Я заставил себя встать с кровати. Балкон выходил на обрыв над рекой. Дом с горных высот опустился на самую землю. Вместе с ним опустился и я, вспомнил, где я и что я говорил, и понял, что у меня только один выход: бежать. Как можно скорее бежать. Если я даже не выручу мотоцикла — черт с ним, с мотоциклом. И черт со мной. Так мне было стыдно, так мне было противно, что самое лучшее, что я мог бы сейчас сделать, это повеситься.

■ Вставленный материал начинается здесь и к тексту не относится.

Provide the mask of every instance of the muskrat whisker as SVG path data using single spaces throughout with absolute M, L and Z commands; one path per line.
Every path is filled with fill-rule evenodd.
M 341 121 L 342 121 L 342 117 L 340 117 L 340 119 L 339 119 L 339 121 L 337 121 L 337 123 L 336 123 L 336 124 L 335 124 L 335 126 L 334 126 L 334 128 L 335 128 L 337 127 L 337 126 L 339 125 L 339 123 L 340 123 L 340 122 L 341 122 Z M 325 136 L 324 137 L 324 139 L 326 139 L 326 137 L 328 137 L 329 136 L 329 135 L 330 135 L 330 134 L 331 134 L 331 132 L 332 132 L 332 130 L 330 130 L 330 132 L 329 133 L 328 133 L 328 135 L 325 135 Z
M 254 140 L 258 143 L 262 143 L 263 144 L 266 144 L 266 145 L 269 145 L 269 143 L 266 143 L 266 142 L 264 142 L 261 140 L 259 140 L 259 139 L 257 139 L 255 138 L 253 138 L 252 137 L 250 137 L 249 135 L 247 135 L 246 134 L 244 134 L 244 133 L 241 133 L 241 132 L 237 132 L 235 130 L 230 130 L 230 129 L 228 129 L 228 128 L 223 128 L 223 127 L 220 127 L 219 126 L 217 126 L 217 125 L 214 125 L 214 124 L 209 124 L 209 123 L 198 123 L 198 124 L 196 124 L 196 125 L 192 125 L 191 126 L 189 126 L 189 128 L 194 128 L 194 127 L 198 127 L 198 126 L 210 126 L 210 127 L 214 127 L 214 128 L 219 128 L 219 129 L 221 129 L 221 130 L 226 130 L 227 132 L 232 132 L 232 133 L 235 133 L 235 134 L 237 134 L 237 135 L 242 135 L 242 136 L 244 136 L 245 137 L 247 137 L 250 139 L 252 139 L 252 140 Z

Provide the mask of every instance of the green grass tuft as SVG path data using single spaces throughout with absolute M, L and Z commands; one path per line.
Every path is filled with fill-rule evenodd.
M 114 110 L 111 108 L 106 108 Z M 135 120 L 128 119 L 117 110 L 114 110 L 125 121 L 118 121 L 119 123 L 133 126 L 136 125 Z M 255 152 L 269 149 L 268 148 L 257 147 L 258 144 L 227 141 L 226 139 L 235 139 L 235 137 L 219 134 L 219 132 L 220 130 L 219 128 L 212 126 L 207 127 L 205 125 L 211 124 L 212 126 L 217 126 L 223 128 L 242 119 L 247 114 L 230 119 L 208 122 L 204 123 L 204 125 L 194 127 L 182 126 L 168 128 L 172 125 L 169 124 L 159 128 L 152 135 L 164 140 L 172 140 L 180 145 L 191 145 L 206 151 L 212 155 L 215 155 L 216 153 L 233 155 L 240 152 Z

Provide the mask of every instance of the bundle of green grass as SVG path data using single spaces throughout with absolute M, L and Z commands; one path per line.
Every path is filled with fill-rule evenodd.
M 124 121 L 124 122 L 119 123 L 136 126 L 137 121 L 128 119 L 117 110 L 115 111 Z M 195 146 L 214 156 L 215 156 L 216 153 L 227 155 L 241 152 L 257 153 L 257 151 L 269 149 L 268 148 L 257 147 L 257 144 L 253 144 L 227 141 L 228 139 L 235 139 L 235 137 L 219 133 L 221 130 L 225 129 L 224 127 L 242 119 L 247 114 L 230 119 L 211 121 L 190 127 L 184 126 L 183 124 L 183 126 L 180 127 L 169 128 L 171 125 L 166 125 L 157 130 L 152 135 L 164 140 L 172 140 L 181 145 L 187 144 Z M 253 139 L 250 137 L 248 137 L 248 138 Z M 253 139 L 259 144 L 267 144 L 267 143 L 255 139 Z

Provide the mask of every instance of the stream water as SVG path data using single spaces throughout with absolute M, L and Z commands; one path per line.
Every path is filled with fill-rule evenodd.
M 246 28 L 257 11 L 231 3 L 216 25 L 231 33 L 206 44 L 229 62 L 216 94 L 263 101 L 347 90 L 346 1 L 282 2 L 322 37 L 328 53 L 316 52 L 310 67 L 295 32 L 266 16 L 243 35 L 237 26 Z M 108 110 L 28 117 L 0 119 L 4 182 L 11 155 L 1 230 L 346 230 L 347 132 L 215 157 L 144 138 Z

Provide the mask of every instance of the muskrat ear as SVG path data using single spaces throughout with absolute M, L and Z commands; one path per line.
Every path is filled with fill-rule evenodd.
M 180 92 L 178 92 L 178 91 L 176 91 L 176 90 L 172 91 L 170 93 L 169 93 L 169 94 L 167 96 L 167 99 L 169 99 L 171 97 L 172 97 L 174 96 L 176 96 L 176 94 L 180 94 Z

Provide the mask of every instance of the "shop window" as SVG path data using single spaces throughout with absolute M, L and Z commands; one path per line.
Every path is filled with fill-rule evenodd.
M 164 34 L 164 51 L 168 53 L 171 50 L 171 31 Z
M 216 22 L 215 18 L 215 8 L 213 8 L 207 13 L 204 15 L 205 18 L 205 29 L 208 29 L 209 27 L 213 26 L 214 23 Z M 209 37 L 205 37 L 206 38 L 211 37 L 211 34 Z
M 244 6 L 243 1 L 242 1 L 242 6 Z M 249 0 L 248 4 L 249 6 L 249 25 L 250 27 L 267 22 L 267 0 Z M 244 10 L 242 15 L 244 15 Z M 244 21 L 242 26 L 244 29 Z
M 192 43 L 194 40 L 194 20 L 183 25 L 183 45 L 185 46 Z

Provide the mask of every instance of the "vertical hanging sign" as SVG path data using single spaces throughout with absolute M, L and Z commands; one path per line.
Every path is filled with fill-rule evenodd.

Рядом с балконом, который одновременно служил окном в комнате, где я спал, рос высокий старый тополь. Я посмотрел на тополь и решил, что если вылезть за деревянные перильца и прыгнуть вперед, то я как раз ухвачусь за ветки, а там по дереву можно и спуститься. Но, с другой стороны, я представил себе, что через нижние окна увидят, как я спускаюсь по дереву, и решил, что этот выход мне не годится.
Я задумался о том, кому же могла принадлежать в этом доме комната, в которой я находился. В ней не было никакой, так сказать, индивидуальности. Кровать у стены, два стула, небольшой столик, на котором лежал только старый журнал «Огонек» с заполненным кроссвордом. На стене — портрет Шевченко без рамы, очевидно, вырезанный из журнала.
Я тихонько открыл дверь и на носках стал спускаться по крутой лестнице.
— Добрый вечер, — услышал я голос Ильи Гордеевича. Ну как отдохнули? Пойдемте умоемся и сейчас вечерять будем.
Я в ответ пробормотал что-то вроде того, что я сыт, что спасибо, мол, и, проклиная про себя наше украинское гостеприимство, отправился вместе с Ильей Гордеевичем умываться к колодцу за дом.
— Эй, дочка, рушник тащи! — закричал Илья Гордеевич после того, как вылил мне на затылок полведра ледяной колодезной воды.
Не разгибаясь, так, чтобы не залить водой штаны, и одновременно поправляя рукой намокшие волосы, я посмотрел на угол дома, откуда должна была появиться Люда Петренко. И вдруг услышал за спиной совсем детский голос:
— Утирайтесь, пожалуйста.
Маленькая и худенькая девочка с коротко, по-мальчишечьи остриженными волосами, с серьезным и доверчивым выражением лица протягивала мне вышитое с краев полотенце.
«Значит, у них есть еще одна дочка, — подумал я. — Младшая». Потому что не могла такая девочка вытащить из огня взрослую женщину и ее детей. Да и на лице у нее не было следов ожогов. Это была явно другая.
Но когда я взял полотенце, то заметил, что на руке у нее кожа особенным образом стянута, и подумал: «Нет, это она».
— Тебя Люда зовут? — спросил я.
— Люда.
— Ну, здравствуй, Люда. Это я тебе писал. Меня зовут Роман.
— Я знаю.
«Что она знает? — думал я. — Что я нахально заявил ее родителям, что собираюсь жениться на их дочке, девочке, которую я никогда не видел? Или что напился, как свинья, этого дурацкого меда и в пьяном виде болтал всякие глупости? Или что у меня сейчас единственное желание — если уж нельзя провалиться сквозь землю, то как можно скорее вернуться домой, в Киев».
Но девочка смотрела на меня серьезно и доверчиво, я отдал ей полотенце и пошел вслед за ней в дом. По дороге не удержался, спросил:
— Сколько ж тебе лет?
— Семнадцать. На Октябрьские праздники будет.
За ужином Илья Гордеевич вел разговор главным образом о международной политике. Оксана Митрофановна поддакивала ему и, в свою очередь, расспрашивала, не ездил ли я туристом за границу, и как там, не слышал ли я, за границей с гостиницами — так же плохо, как в Киеве, или лучше. Затем она все-таки перевела разговор на то, где эти гостиницы в Киеве расположены, на какой улице я живу, большая ли у нас семья и квартира. Я отвечал обстоятельно, старался не хвастаться. На столе стоял кувшин, снова доверху наполненный все тем же медом, но на этот раз я был благоразумнее и ограничился тем, что налил себе полстакана и, похваливая, выпил. Стоящий напиток. Хоть и вызывает тяжесть в голове, но сам же ее и снимает.
Люда слушала все эти наши разговоры молча, внимательно и серьезно, но, когда я разошелся и стал в лицах изображать, как следят за тем, чтоб к начальнику цеха Лукьяненко никто не обратился с какой-нибудь просьбой, и какое действие оказала моя новая сирена на сельских собак, лицо ее приняло особое выражение — напряженного внимания человека, который не хочет упустить ни одного слова. И вместе с тем — честное слово, это правда! — какой-то гордости. За меня.